Step 7: Download the Certificate

Once approved, you can download the TRC directly from EmaraTax. The certificate includes a QR code for verification.


Cost Summary

ItemCost
Government feeAED 2,000
PRO/typing service (optional)AED 500 to AED 1,500
Document attestation (if required by treaty country)AED 150 to AED 500
Total (DIY)AED 2,000
Total (with service provider)AED 2,500 to AED 3,500

The certificate is valid for 1 year and tied to a specific tax year. You’ll need to renew it annually if you need ongoing proof.


Which Countries Have a Double Tax Treaty with the UAE?

The UAE has signed DTAs with over 100 countries. Notable ones relevant to expats include:

CountryKey Benefits
United Kingdom0% or reduced withholding on dividends, interest, royalties
IndiaReduced withholding tax on investment income
GermanyExemption from German-source income for UAE residents
FranceReduced withholding on French dividends and royalties
SingaporeBusiness profit exemptions
PakistanDividend and interest relief
ChinaReduced withholding on cross-border payments

The full list is published by the UAE Ministry of Finance on their official website.

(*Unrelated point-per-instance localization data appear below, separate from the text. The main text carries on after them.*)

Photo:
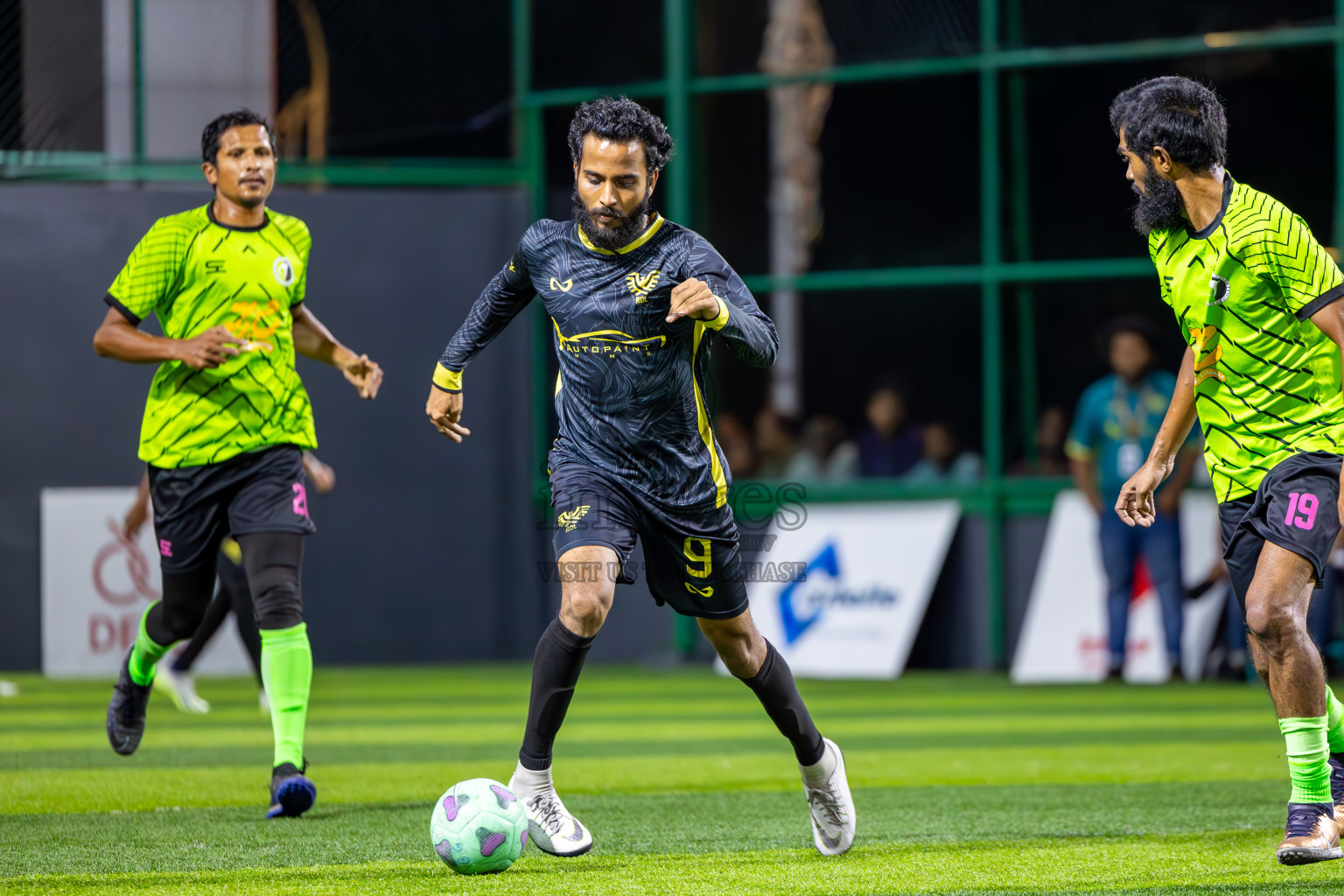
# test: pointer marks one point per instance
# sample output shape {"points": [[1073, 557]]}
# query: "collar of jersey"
{"points": [[1218, 220], [210, 213], [631, 246]]}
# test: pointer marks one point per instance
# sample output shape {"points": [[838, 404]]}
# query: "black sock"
{"points": [[774, 688], [215, 612], [556, 669]]}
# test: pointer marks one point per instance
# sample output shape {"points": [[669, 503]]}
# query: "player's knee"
{"points": [[277, 599], [584, 609], [742, 652], [1270, 622]]}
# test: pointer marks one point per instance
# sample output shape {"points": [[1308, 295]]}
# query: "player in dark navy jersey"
{"points": [[634, 303]]}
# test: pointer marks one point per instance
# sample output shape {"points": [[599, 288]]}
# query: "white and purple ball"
{"points": [[479, 826]]}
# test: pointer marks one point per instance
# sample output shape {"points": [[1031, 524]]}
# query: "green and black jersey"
{"points": [[1266, 379], [195, 273]]}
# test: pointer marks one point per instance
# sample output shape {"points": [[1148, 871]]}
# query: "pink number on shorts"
{"points": [[300, 500], [1306, 504]]}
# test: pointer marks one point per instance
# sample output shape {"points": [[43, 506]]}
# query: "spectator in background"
{"points": [[1113, 431], [1051, 430], [776, 444], [735, 441], [944, 461], [827, 456], [889, 446]]}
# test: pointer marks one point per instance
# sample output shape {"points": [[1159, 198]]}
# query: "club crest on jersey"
{"points": [[284, 270], [641, 285], [570, 519], [1219, 289]]}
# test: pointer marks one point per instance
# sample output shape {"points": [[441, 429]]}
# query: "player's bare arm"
{"points": [[1329, 320], [694, 298], [313, 340], [1135, 504], [118, 339]]}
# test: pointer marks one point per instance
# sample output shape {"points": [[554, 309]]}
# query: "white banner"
{"points": [[95, 584], [1063, 634], [870, 572]]}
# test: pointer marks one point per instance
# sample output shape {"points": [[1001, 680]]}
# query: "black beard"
{"points": [[612, 238], [1160, 205]]}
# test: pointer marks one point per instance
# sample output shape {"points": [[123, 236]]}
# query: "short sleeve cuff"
{"points": [[125, 312], [1321, 301], [1075, 451], [722, 318], [446, 379]]}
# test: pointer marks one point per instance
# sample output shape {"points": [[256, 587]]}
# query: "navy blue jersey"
{"points": [[631, 391]]}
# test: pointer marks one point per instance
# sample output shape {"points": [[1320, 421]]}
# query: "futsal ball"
{"points": [[479, 826]]}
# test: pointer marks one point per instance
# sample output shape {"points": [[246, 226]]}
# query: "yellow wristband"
{"points": [[446, 379], [722, 318]]}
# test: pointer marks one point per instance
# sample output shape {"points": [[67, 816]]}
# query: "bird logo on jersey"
{"points": [[641, 285], [284, 271], [570, 519], [1221, 289]]}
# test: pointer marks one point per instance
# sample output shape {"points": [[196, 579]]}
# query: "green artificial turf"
{"points": [[962, 783]]}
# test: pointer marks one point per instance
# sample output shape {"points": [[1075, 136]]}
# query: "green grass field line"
{"points": [[1228, 858], [964, 785]]}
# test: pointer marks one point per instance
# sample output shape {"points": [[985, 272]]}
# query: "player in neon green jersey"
{"points": [[1256, 301], [226, 424]]}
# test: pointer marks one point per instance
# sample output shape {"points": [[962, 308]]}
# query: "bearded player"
{"points": [[634, 303], [225, 426], [1256, 301]]}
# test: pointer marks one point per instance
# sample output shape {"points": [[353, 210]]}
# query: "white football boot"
{"points": [[828, 798], [180, 688], [549, 823]]}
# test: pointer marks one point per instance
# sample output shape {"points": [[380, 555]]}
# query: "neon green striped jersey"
{"points": [[1266, 379], [195, 273]]}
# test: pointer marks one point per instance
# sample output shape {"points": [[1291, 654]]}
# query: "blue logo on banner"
{"points": [[800, 610], [794, 625]]}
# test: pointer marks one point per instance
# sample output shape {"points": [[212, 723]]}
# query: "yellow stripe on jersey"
{"points": [[721, 484]]}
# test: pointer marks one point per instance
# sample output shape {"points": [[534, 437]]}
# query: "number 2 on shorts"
{"points": [[1308, 506], [697, 556]]}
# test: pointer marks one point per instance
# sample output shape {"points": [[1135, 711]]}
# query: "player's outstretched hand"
{"points": [[444, 410], [365, 375], [210, 349], [1135, 504], [692, 298]]}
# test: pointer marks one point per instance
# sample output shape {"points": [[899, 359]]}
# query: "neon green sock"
{"points": [[1308, 760], [145, 654], [1334, 722], [286, 672]]}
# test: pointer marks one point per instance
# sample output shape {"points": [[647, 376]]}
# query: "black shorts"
{"points": [[691, 559], [195, 507], [1294, 507]]}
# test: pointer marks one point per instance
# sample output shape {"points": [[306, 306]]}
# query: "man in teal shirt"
{"points": [[1113, 431]]}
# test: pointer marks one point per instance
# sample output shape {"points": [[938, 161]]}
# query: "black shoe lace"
{"points": [[820, 800], [547, 808], [1301, 820]]}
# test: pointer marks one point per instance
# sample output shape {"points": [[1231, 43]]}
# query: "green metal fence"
{"points": [[1000, 55]]}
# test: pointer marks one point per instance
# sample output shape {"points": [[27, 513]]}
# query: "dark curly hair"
{"points": [[621, 120], [235, 118], [1178, 115]]}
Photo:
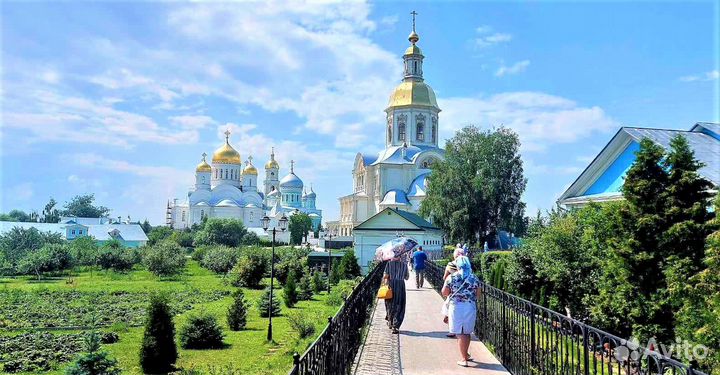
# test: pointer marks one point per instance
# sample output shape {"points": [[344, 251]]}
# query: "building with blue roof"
{"points": [[130, 235], [396, 177], [602, 180]]}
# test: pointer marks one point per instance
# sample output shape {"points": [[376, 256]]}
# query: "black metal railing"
{"points": [[333, 352], [529, 339]]}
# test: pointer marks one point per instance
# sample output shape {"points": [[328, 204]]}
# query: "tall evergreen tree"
{"points": [[158, 353]]}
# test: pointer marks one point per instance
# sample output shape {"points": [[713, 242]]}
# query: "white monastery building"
{"points": [[396, 176], [229, 188]]}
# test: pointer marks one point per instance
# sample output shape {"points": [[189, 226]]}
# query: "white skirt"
{"points": [[461, 317]]}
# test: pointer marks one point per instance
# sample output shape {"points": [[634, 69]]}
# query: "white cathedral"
{"points": [[227, 189], [396, 176]]}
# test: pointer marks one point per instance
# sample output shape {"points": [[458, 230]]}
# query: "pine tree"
{"points": [[237, 312], [305, 286], [318, 283], [264, 303], [290, 295], [95, 361], [158, 353], [349, 267]]}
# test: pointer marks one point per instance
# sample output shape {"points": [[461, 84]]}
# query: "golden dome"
{"points": [[413, 93], [203, 166], [413, 50], [249, 168], [226, 154]]}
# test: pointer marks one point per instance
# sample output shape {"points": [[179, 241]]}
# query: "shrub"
{"points": [[158, 353], [349, 267], [290, 294], [300, 323], [94, 361], [219, 259], [305, 286], [201, 332], [164, 259], [113, 255], [237, 312], [264, 305], [318, 282], [249, 270]]}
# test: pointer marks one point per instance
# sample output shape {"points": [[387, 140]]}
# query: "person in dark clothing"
{"points": [[419, 258], [396, 273]]}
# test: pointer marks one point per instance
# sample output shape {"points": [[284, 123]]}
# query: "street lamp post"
{"points": [[329, 237], [282, 223]]}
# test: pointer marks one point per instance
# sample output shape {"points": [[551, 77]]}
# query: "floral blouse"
{"points": [[462, 290]]}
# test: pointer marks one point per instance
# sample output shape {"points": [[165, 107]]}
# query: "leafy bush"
{"points": [[113, 255], [94, 361], [305, 285], [219, 259], [158, 353], [201, 332], [290, 294], [263, 305], [349, 267], [249, 270], [300, 323], [164, 259], [341, 291], [237, 312]]}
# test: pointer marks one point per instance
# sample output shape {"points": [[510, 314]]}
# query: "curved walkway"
{"points": [[421, 348]]}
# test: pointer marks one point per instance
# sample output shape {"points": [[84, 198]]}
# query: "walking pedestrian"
{"points": [[462, 289], [396, 273], [418, 259]]}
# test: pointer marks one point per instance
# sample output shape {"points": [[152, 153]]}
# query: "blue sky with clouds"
{"points": [[120, 99]]}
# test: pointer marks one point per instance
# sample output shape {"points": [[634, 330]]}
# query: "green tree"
{"points": [[164, 259], [290, 294], [94, 361], [201, 331], [158, 353], [84, 206], [228, 232], [159, 234], [349, 267], [237, 312], [50, 213], [265, 307], [300, 224], [476, 190], [84, 250]]}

Important: A DTA doesn’t automatically mean you pay zero tax. It limits the rate of withholding tax your home country can charge on UAE-sourced income. Your home country’s domestic tax rules also apply - a tax professional in your home country can give you the full picture.


Common Reasons Applications Are Rejected

Insufficient UAE presence: Your travel history shows you spent more time outside the UAE than in it. The 183-day rule is strict.

Old or expired residency visa: Your visa must be valid at the time of application.

Bank statements don’t show UAE activity: If your bank account is dormant or shows mainly foreign transactions, it’s harder to prove UAE residency.

Company not yet 1 year old: New companies don’t qualify. You need at least 12 months of operating history.

Missing audited financials (companies): The FTA requires audited accounts. Unaudited management accounts aren’t sufficient.


TRC vs Emirates ID vs Residency Visa

These are three different documents that serve different purposes:

DocumentWhat It ProvesIssued By
Residency VisaYou’re allowed to live in the UAEImmigration (ICA)
Emirates IDYour UAE identity and registrationICA / Federal Authority
Tax Residency CertificateThe UAE is your tax domicileFederal Tax Authority

You need a residency visa to get a TRC, but having a visa doesn’t automatically mean the FTA will approve your TRC. The TRC specifically requires proof of actual physical presence and connection to the UAE.

For details on UAE residency options, see UAE Visa Types Explained or the UAE Golden Visa Guide.


Do You Actually Need One?

Not everyone does. If you’ve left your home country permanently with no income there, you may not need to invoke any DTA at all. A TRC becomes useful when:

  • You’re actively earning income in your home country (rental income, investments, dividends)
  • Your home country’s tax authority is asking for proof of non-residence
  • You’re closing a tax file in your home country and need formal documentation
  • You’re structuring international business arrangements through a UAE entity

If you’re setting up a UAE business and want to understand the full tax picture, the UAE Corporate Tax Guide and UAE VAT Registration Guide cover the key obligations.


Summary

Getting a UAE Tax Residency Certificate takes about 1 to 2 weeks and costs AED 2,000. The main requirements are a valid UAE residency visa, an Emirates ID, 183+ days of actual UAE residence, and supporting documents like a bank statement and tenancy contract.

If you meet the criteria, it’s a straightforward process through EmaraTax. If you’re not sure whether you qualify or whether you actually need one, talk to a UAE tax consultant before applying - the FTA does reject applications that don’t meet the residency threshold.